Chinese property developers eye Vancouver in growing numbers

An aerial view of the 232-acre site, which includes part of the old Ioco townsite.

Land deals and a valuable apple that doesn’t brown

Hot property
There’s a new class of developer in town. Mainland China-based property developers are bidding on unbuilt sites across Canada in increasing numbers, according to a report from the property brokerage Colliers. While there is strong evidence of Chinese investors piling into residential real estate in Metro Vancouver, this activity is more oriented around land development.
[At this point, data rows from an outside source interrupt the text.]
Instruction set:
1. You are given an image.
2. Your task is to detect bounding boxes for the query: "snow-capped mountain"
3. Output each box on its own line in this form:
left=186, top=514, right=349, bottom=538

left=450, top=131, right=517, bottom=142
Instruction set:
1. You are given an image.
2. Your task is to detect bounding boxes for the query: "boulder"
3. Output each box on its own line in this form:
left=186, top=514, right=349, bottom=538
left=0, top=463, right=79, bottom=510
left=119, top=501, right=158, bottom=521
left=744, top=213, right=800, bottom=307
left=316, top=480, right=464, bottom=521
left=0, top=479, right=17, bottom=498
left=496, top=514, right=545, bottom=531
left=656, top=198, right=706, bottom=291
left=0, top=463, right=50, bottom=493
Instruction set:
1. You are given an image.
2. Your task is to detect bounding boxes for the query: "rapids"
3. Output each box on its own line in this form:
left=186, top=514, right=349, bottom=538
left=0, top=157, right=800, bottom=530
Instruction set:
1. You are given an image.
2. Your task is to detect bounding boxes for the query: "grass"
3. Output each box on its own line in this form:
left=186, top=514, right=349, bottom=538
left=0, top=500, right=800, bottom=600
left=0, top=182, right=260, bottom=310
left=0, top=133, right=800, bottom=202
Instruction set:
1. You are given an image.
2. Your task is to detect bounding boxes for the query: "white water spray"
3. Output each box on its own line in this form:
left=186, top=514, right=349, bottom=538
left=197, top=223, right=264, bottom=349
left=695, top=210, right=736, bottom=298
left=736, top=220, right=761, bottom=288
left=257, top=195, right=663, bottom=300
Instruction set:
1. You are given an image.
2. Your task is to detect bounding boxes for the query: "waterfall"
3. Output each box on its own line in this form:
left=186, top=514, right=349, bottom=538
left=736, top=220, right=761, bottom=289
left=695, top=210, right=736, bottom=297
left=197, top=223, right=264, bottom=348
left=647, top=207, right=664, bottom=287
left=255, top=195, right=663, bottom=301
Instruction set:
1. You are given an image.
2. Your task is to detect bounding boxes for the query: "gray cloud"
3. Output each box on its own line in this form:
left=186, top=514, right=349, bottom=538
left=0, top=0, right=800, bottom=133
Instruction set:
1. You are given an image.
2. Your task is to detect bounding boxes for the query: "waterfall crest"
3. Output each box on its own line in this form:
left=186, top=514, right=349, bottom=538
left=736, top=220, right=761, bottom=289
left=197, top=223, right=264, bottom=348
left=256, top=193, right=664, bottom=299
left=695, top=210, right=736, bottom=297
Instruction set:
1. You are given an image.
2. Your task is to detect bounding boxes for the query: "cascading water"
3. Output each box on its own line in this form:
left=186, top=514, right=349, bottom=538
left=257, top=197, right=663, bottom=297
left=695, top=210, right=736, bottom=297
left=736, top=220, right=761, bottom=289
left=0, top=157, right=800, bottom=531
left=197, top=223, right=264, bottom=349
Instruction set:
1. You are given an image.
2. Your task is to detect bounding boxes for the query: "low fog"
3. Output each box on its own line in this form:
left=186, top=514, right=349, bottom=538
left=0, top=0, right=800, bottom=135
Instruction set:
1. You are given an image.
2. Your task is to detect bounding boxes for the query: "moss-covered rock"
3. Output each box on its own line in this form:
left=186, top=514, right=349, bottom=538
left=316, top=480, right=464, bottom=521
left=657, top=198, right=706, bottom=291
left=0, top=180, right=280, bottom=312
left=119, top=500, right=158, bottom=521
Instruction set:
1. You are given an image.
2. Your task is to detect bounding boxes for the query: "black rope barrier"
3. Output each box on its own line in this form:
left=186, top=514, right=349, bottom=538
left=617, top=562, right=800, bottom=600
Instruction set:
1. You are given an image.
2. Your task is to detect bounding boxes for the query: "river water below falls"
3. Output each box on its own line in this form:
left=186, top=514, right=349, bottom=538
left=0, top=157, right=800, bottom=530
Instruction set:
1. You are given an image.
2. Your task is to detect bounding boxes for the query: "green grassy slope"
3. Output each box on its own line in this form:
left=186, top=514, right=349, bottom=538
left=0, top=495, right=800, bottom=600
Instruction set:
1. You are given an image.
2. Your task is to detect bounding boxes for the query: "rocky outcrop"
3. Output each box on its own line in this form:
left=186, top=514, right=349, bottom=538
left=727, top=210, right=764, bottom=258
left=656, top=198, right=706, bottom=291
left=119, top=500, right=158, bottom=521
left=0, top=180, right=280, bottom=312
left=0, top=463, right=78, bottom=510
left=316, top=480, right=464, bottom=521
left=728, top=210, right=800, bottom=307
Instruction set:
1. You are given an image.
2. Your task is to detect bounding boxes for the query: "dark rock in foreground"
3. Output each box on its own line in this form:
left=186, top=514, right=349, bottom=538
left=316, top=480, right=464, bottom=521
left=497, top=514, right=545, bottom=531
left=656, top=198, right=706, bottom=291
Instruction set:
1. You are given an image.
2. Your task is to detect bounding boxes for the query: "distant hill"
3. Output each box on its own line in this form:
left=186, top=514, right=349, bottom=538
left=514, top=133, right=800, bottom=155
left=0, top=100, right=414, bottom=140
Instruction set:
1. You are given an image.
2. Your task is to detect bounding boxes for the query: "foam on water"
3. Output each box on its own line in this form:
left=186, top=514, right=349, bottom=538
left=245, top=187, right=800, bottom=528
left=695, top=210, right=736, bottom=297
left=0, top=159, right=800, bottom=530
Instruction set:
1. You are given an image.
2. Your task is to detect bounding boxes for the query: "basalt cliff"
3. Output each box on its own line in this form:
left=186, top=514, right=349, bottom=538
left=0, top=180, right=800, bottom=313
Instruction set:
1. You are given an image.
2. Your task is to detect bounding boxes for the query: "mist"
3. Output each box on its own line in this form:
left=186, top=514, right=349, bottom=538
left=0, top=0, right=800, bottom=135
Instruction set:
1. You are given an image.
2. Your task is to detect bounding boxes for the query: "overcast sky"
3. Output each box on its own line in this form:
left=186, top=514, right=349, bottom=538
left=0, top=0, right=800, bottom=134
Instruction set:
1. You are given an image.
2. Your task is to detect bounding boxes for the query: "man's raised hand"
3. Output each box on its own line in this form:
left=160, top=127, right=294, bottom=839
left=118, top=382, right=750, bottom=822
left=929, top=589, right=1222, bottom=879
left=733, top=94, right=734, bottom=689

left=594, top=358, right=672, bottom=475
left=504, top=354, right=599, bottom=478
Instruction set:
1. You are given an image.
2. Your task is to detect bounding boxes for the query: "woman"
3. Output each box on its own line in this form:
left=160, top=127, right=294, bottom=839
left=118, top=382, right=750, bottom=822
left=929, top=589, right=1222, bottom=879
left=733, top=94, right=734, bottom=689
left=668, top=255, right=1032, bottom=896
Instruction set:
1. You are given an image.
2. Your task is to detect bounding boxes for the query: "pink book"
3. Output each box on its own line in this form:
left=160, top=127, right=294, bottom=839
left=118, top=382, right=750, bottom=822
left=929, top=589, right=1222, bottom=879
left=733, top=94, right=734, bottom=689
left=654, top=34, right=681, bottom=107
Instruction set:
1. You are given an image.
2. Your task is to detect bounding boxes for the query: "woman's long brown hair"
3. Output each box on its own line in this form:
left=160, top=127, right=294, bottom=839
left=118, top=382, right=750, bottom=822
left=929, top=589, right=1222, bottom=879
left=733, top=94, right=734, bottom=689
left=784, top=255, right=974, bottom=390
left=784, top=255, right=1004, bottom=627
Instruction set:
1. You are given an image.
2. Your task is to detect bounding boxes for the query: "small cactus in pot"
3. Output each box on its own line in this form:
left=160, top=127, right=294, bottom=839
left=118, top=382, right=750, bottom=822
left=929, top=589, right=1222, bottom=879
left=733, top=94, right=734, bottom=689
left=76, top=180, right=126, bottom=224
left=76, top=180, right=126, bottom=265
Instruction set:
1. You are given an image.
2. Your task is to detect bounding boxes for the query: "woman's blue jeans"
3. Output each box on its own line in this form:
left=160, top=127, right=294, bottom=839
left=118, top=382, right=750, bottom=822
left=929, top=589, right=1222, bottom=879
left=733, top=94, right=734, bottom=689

The report points to the January purchase of a 232-acre site on the eastern end of the Burrard Inlet by the Shenzen-based Brilliant Curcle Group (For around $40 million, according to the Vancouver Sun). 

Arctic Apples
A Summerland, B.C.-based developer of genetically-modified apples—which most importantly, don’t go brown—has been sold to an American biotech company for $41 million. Okanagan Specialty Fruits announced that it had accepted an offer from Intrexon Corporation for $31 million in stock and $10 million in cash. The deal shortly followed a decision from the U.S. Department of Agriculture that permitted the non-browning apples to be sold for consumption in the U.S. Canadian regulators are yet to give the go-ahead.

Clean initiatives
Clean Energy Canada, the research group that promotes investment in Canada’s renewable energy sector, will be incorporated into SFU’s Centre for Dialogue. Formerly a project of the Vancouver-based foundation Tides Canada, both the organization and its current director, Merran Smith, will join the Centre for Dialogue, which leads other climate-themed programs including Carbon Talks and Renewable Cities. The Centre, which is based downtown, is mandated to “use dialogue to generate non-partisan and construction communication around difficult topics.”